At issue is the legal “standing” to challenge a ruling or action. Without it, judges dismiss cases before ever examining the underlying complaints, which in this case concern pollution and traffic generated by cruise ships.
To be granted standing, plaintiffs typically have to demonstrate they have suffered direct harm by the action in question. And so far, claims that exhaust fumes have caused sore throats or aggravated respiratory conditions have been deemed insufficient. But if Charlestonians and their advocates don’t have a say in how in their environment is shaped, who does?
In the cruise ship case, the plaintiffs, including neighborhood, historic preservation and environmental groups, are challenging a 2012 permit the state Department of Health and Environmental Control (DHEC) issued to the State Ports Authority to rehabilitate a wharf for a new terminal adjacent the existing one at the foot of Market Street.
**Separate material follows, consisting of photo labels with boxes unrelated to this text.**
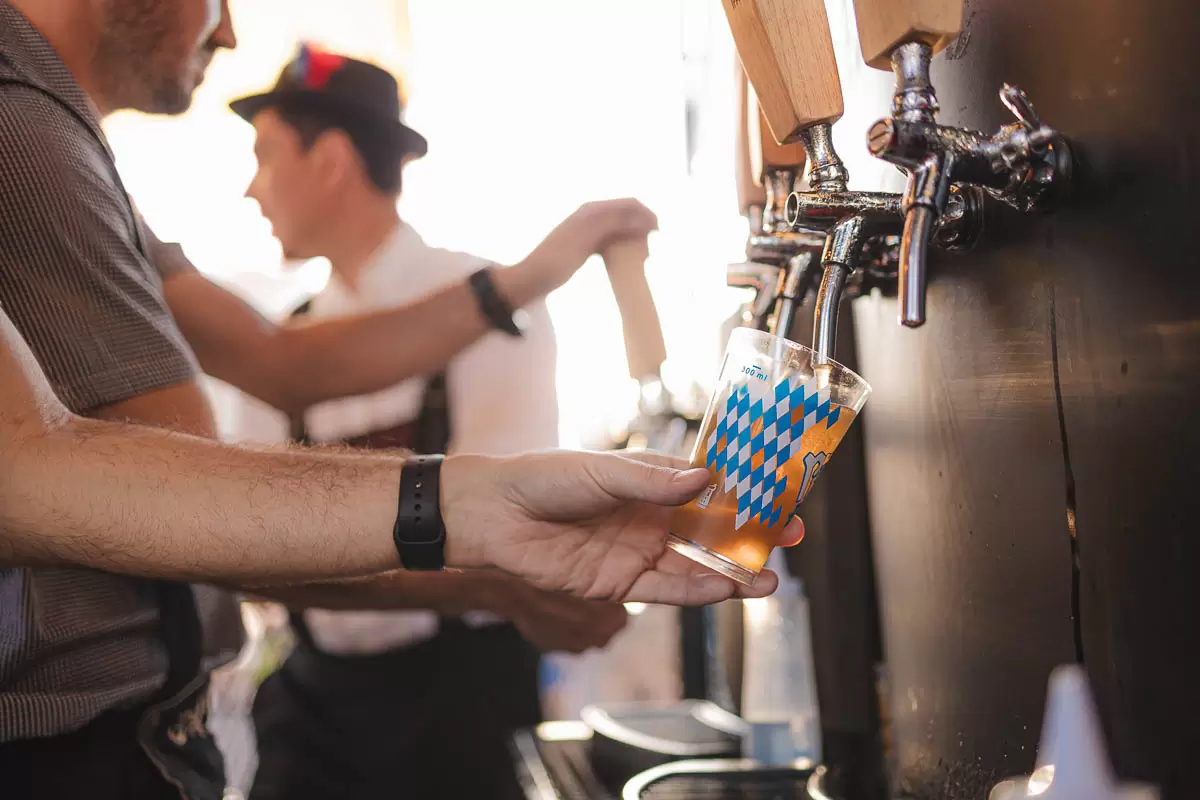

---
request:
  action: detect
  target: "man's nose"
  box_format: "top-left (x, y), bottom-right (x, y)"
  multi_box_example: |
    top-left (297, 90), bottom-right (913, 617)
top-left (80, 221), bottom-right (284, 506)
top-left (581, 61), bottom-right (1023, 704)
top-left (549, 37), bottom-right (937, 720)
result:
top-left (209, 0), bottom-right (238, 50)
In the latest go-around, the State Court of Appeals ruled that the plaintiffs failed to show they would suffer any direct harm and “presented only speculative claims that the proposed passenger terminal would adversely affect their property values and businesses.”
But shouldn’t anyone have a right to ask a court to review a decision that affects them? We think so, and so does attorney Blan Holman, who is representing the plaintiffs.
“We will ask the Supreme Court to restore those rights, which are vital to keeping the government in check and accountable to citizens across South Carolina,” he told The Post and Courier recently.
In 2013 in federal court, where rules about establishing standing differ slightly, a judge rejected an Army Corps of Engineers permit issued for the project, saying the agency focused only on replacing some pilings under the wharf and failed to consider the environmental impact the new terminal would have on the historic neighborhood surrounding it.
So far, it’s unclear when the state Supreme Court will take up the long-running case against DHEC, but it’s worth noting that Carnival Cruise Line plans to replace its Charleston-based ship Ecstasy with the slightly larger Sunshine in May.
For the time being, the State Ports Authority is sticking to its self-imposed cap of 104 port calls per year. But the cruise industry continues to expand, and the agency will no doubt come under increased pressure to lift that cap if the terminal project is allowed to move forward.
Putting arguments for or against cruise ships aside, we hope and trust the state’s highest court will decide that, indeed, citizens do have a right to their day in court when it comes to governmental decisions affecting the environment - truly a shared asset in which we are all stakeholders.